Looked at as a simple material thing, as “just” paint on canvas, Magritte’s pipe is pretty dull – it’s a lifeless painting with drab colours, the proportions are odd, the lines unrealistic – but looked at as a conceptual whole in which you consider the process and reasoning that brought it into being, it is an enlightening marvel; “this is NOT a pipe!” one’s mind exclaims the moment you “get” it, and one feels a little smarter for having realised Magritte’s schtick, or joke, or deep metaphysical point (delete as appropriate). (Sad that so much conceptual art should be so rich in concept and so poor in sensual, tactile physicality – place a more equal emphasis on the idea and the object, please! I am sure more people would be better disposed towards conceptual art if it was as pleasant to look upon as it was stimulating to think about.)
The thing is that pretty much any art reveals its process if you look closely enough – the brushstrokes in a painting; the chisel marks in a sculpture – so Krauss’ fight against the modernists, who had reduced painting’s essence to “flatness”, perhaps rushes too far in the opposite direction, over-praising the concept in order to defeat the notion of “flatness” as the essence of a painting, or any specific physical characteristics and/or tool-sets as being the “essence” of any work of art, in any medium / genre / discipline. (One might argue that some conceptual art relies too much on the concept as its essence and that this kind of conceptual essentialism is just as reductive as materialist essentialism – Emin’s bed, perhaps; on a conceptual level it is her life, her emotional structure, her sexual history, her most vulnerable, sleeping self; but it is also just a bed, and painfully mundane to look at.)
These ideas are pretty simple; we all know them and our brains automatically process them a thousand times a day as we encounter magazine covers, billboards, televisions, etcetera. We (almost) all know the ontological ramifications of the Nike swoosh – sport, achievement, commerce, style, sweatshops, more – understanding that isn’t a post-modern trick; it’s common sense and awareness.
I had considered for a long time continuing my education past undergraduate level; if one thing turned me off, it was the fact that the area I’d have continued studying – pop music, pop culture, etcetera – would have meant necessarily having to deal with people like Deleuze, with post-modernism and the unnecessary density of post-modern prose which is self-destructive because it actively discourages communication of simple-yet-important ideas by alienating anyone unwilling to parse its lengthy hall-of-mirrors passages.

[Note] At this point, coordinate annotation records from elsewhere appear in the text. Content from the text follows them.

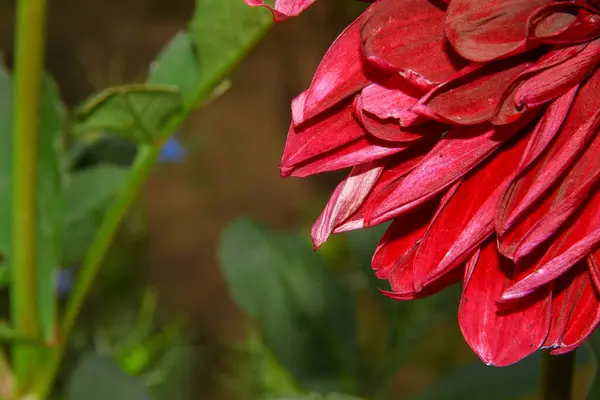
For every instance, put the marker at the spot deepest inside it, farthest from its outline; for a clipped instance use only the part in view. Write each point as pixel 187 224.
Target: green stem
pixel 557 376
pixel 29 55
pixel 147 156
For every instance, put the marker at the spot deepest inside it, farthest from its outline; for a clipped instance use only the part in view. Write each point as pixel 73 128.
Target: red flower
pixel 473 126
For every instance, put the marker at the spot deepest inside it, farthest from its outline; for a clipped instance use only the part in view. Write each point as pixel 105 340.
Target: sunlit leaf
pixel 136 112
pixel 87 194
pixel 222 32
pixel 177 65
pixel 304 313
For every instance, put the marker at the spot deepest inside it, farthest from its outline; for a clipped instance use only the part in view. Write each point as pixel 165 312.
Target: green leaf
pixel 135 112
pixel 98 378
pixel 50 189
pixel 87 195
pixel 305 315
pixel 223 32
pixel 176 65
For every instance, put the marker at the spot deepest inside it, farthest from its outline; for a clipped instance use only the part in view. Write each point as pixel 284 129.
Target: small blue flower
pixel 172 151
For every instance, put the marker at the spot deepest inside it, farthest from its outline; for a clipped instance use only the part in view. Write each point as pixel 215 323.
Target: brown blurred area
pixel 236 142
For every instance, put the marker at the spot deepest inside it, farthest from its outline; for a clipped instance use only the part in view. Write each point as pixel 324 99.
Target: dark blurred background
pixel 234 145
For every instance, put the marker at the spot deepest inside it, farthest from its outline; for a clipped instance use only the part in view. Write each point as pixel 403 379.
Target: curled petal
pixel 576 132
pixel 389 102
pixel 500 337
pixel 461 150
pixel 407 37
pixel 575 310
pixel 571 246
pixel 339 75
pixel 474 95
pixel 357 152
pixel 467 219
pixel 346 199
pixel 485 30
pixel 554 81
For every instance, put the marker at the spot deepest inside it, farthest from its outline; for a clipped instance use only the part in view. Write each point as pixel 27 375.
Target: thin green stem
pixel 29 56
pixel 557 376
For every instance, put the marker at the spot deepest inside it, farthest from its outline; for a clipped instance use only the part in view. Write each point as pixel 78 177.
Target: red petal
pixel 386 102
pixel 567 197
pixel 390 130
pixel 578 129
pixel 346 199
pixel 398 166
pixel 500 337
pixel 574 244
pixel 508 110
pixel 575 310
pixel 564 23
pixel 283 9
pixel 358 152
pixel 485 30
pixel 554 81
pixel 461 150
pixel 467 219
pixel 339 74
pixel 407 36
pixel 473 96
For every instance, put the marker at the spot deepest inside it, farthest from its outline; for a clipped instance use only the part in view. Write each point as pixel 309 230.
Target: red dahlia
pixel 472 126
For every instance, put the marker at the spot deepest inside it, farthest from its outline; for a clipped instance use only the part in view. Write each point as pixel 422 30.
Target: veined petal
pixel 500 337
pixel 390 102
pixel 568 196
pixel 339 75
pixel 473 95
pixel 407 37
pixel 325 134
pixel 283 9
pixel 467 219
pixel 357 152
pixel 398 165
pixel 485 30
pixel 508 109
pixel 579 127
pixel 575 310
pixel 346 199
pixel 461 150
pixel 574 244
pixel 554 81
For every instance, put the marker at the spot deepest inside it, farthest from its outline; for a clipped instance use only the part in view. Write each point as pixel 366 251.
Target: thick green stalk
pixel 30 42
pixel 557 376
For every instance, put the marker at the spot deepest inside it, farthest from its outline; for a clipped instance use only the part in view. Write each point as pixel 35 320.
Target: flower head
pixel 473 126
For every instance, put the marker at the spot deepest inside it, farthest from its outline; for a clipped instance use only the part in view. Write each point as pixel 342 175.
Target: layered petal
pixel 461 150
pixel 500 337
pixel 407 37
pixel 574 244
pixel 346 199
pixel 486 30
pixel 467 219
pixel 575 310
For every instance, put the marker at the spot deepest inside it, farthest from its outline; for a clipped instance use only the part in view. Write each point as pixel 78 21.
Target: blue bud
pixel 172 151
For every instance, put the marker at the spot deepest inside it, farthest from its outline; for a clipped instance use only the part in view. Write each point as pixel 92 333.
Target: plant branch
pixel 557 376
pixel 29 56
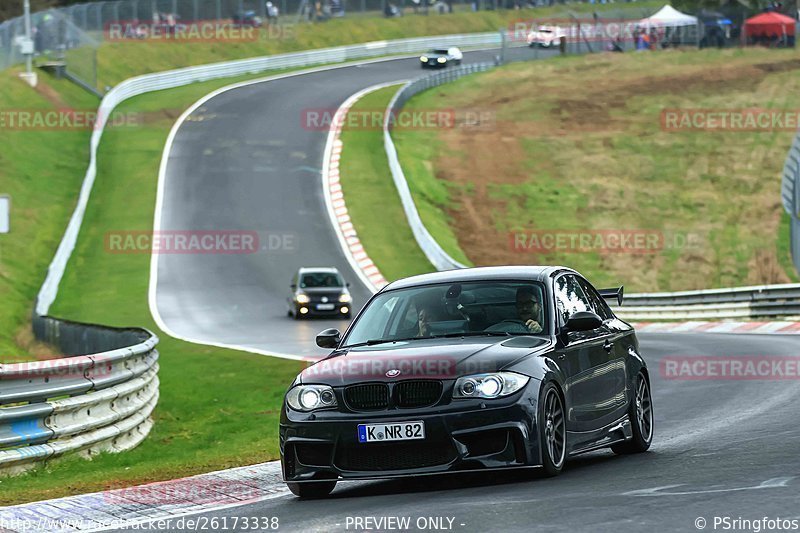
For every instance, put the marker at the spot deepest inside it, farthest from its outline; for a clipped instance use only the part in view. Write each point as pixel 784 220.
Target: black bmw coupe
pixel 480 368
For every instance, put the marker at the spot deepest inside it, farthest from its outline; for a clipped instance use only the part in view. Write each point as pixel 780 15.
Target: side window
pixel 570 297
pixel 410 317
pixel 599 305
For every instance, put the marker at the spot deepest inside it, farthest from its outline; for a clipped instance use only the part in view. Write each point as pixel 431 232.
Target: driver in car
pixel 529 309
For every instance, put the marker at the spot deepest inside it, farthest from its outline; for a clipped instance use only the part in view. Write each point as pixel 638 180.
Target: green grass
pixel 117 61
pixel 588 152
pixel 203 422
pixel 372 199
pixel 42 171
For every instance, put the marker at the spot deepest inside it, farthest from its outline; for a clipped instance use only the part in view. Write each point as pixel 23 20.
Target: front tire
pixel 640 413
pixel 552 430
pixel 312 489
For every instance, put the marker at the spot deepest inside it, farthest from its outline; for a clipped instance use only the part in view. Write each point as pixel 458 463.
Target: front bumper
pixel 457 437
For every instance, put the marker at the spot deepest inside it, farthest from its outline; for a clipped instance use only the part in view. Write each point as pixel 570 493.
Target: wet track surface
pixel 245 161
pixel 248 160
pixel 721 448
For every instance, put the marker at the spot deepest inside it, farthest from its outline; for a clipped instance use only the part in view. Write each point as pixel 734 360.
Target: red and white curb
pixel 148 504
pixel 351 245
pixel 760 328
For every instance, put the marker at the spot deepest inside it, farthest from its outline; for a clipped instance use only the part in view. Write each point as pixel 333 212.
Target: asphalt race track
pixel 721 448
pixel 244 161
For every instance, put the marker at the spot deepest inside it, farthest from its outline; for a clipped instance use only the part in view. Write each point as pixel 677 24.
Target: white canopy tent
pixel 668 17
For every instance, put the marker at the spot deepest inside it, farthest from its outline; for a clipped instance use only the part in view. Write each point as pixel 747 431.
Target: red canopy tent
pixel 769 24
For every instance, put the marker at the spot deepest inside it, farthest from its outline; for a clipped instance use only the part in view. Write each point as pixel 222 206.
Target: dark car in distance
pixel 319 291
pixel 482 368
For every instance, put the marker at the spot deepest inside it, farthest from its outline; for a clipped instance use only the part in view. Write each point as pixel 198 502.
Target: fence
pixel 757 302
pixel 81 403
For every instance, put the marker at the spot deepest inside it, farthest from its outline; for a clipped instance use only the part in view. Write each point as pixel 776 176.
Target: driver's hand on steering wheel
pixel 533 326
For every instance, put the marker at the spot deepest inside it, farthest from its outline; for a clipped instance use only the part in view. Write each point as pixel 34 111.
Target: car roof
pixel 309 270
pixel 535 273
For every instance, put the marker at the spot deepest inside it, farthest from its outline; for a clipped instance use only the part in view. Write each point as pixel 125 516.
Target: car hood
pixel 424 359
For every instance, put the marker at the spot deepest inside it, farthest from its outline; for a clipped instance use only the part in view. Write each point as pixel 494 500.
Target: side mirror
pixel 328 338
pixel 583 321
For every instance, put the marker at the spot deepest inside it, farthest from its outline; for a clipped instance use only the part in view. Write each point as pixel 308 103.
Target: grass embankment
pixel 577 145
pixel 117 61
pixel 218 408
pixel 371 196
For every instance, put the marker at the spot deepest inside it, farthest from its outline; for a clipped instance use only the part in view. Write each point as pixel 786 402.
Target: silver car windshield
pixel 479 308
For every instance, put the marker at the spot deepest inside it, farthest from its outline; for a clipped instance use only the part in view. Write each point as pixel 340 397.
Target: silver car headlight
pixel 310 397
pixel 494 385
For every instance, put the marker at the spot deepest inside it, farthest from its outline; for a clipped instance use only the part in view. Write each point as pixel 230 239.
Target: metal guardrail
pixel 81 403
pixel 755 302
pixel 176 78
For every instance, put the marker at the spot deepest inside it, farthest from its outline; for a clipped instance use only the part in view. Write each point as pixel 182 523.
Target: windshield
pixel 314 280
pixel 452 309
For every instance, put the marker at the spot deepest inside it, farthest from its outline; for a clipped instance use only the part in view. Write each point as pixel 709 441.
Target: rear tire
pixel 640 414
pixel 552 430
pixel 312 489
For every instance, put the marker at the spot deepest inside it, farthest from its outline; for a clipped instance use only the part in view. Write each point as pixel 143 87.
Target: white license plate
pixel 389 432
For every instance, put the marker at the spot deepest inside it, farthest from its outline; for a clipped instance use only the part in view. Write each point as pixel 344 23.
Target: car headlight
pixel 310 397
pixel 494 385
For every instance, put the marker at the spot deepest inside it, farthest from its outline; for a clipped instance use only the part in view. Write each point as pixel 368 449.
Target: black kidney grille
pixel 368 396
pixel 393 456
pixel 417 393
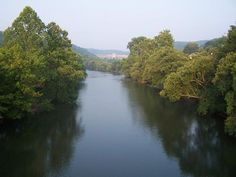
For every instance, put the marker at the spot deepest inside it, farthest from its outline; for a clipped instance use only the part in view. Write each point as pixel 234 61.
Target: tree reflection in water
pixel 40 146
pixel 199 144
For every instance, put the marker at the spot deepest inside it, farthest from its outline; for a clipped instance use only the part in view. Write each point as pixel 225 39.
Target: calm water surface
pixel 117 129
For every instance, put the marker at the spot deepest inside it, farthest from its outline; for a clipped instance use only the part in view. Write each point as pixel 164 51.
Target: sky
pixel 111 24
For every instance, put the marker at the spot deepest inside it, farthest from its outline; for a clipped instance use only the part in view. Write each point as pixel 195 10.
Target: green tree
pixel 164 39
pixel 24 61
pixel 225 81
pixel 37 67
pixel 65 68
pixel 191 47
pixel 192 80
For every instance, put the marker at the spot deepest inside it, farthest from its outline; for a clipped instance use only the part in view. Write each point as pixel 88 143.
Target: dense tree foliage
pixel 37 67
pixel 207 75
pixel 104 65
pixel 191 47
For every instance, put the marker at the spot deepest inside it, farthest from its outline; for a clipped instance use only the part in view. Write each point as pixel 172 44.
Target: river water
pixel 117 129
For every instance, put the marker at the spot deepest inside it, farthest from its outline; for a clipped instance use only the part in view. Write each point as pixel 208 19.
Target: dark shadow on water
pixel 40 146
pixel 198 144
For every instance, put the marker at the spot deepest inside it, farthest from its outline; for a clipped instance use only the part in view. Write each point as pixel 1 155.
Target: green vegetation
pixel 207 75
pixel 191 47
pixel 37 67
pixel 105 65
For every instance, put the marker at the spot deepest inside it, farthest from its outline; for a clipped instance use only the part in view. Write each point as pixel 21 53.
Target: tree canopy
pixel 207 76
pixel 37 67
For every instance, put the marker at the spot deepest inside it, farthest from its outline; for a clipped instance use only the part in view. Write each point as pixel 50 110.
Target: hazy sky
pixel 110 24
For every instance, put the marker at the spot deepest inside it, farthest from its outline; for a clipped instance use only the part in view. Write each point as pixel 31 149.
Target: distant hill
pixel 82 51
pixel 99 52
pixel 181 44
pixel 1 37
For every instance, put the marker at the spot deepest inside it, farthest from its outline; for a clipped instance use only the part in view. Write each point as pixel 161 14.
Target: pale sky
pixel 110 24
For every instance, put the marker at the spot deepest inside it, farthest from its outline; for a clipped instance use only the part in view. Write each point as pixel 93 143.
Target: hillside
pixel 82 51
pixel 97 51
pixel 181 44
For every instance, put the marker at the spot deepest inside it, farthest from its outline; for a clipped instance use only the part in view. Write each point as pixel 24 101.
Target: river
pixel 118 128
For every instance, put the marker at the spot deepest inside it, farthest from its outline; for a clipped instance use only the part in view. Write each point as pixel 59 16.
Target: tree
pixel 37 67
pixel 23 62
pixel 191 47
pixel 160 64
pixel 192 80
pixel 65 68
pixel 164 39
pixel 225 81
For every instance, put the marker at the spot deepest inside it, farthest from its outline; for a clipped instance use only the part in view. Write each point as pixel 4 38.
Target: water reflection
pixel 199 145
pixel 42 146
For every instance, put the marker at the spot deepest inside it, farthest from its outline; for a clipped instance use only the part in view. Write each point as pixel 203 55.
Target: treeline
pixel 207 75
pixel 105 65
pixel 37 67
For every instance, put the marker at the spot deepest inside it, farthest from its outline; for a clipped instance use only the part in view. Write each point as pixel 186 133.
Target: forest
pixel 206 75
pixel 38 67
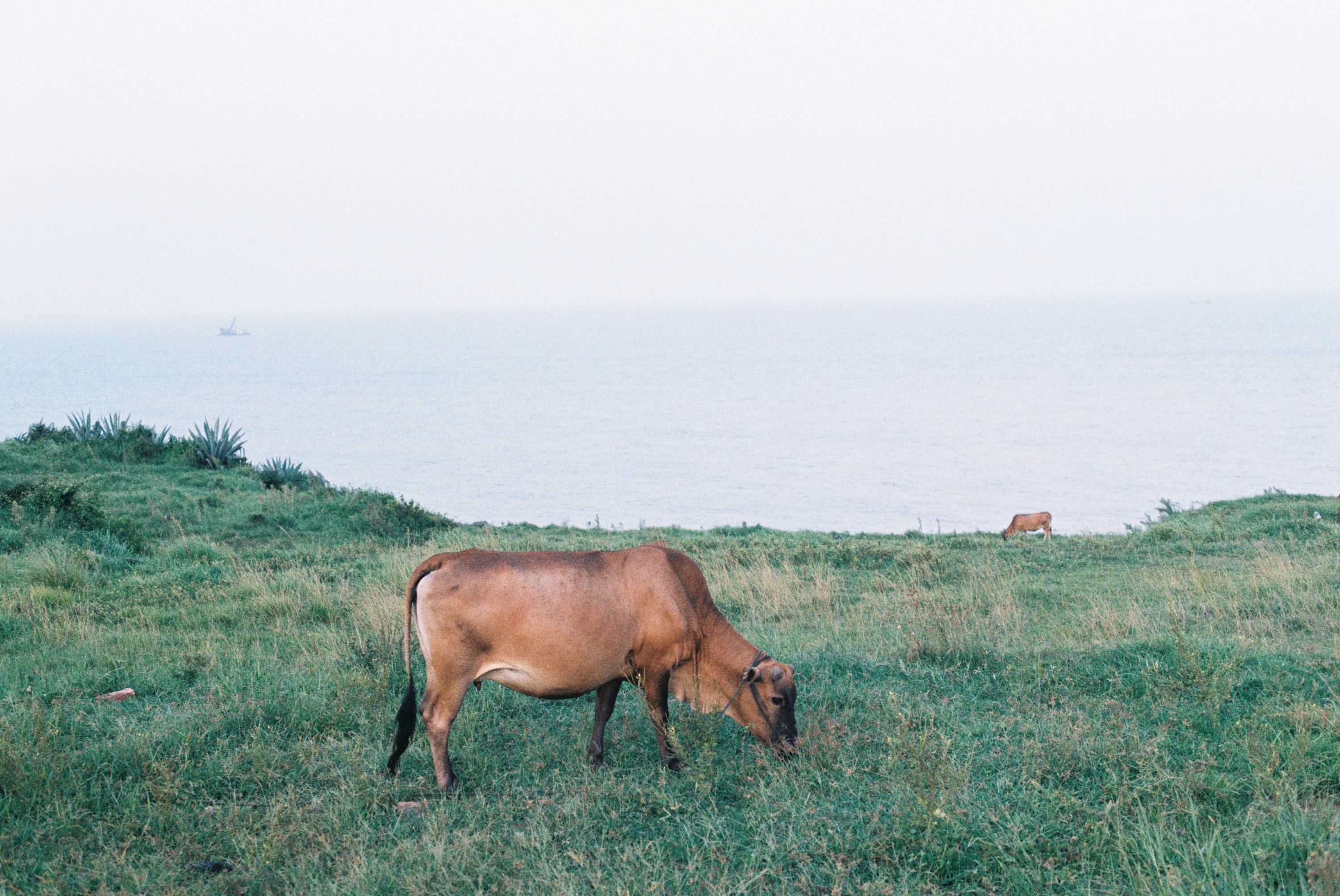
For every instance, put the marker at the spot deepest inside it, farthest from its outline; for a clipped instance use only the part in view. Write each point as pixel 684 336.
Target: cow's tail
pixel 408 716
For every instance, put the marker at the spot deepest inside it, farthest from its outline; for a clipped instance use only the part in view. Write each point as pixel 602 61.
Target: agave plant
pixel 113 426
pixel 218 445
pixel 82 428
pixel 279 472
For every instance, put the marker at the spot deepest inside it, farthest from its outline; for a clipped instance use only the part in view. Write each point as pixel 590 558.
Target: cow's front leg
pixel 657 690
pixel 605 698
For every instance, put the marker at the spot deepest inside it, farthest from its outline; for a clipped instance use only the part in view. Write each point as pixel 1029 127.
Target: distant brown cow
pixel 1030 523
pixel 559 625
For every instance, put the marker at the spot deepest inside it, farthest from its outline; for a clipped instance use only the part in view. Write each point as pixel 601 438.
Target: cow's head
pixel 767 705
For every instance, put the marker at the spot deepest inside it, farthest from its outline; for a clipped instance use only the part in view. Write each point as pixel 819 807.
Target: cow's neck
pixel 724 657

I hate it. I hated it when a lecturer in my final year read out a passage of Deleuze and said “there; I don’t understand it, but it’s genius.” It’s not genius; it’s smoke and mirrors, obfuscation, ivory towers, gate-keeping, exclusivity, nasty intellectual egotism. The ideas beneath “God is a lobster; or a double-pincer; or a double-bind” may be genius, but “God is a lobster” is not; it is ridiculous. I delved into Sokal & Bricmont’s work; none of my lecturers had heard of them and I walked away from academia disgusted by the social irresponsibility of the culture it encourages in undergraduates as well as by the intellectual impostures, straight into a job at a university.
I’ve taken tomorrow off to parse some more Krauss.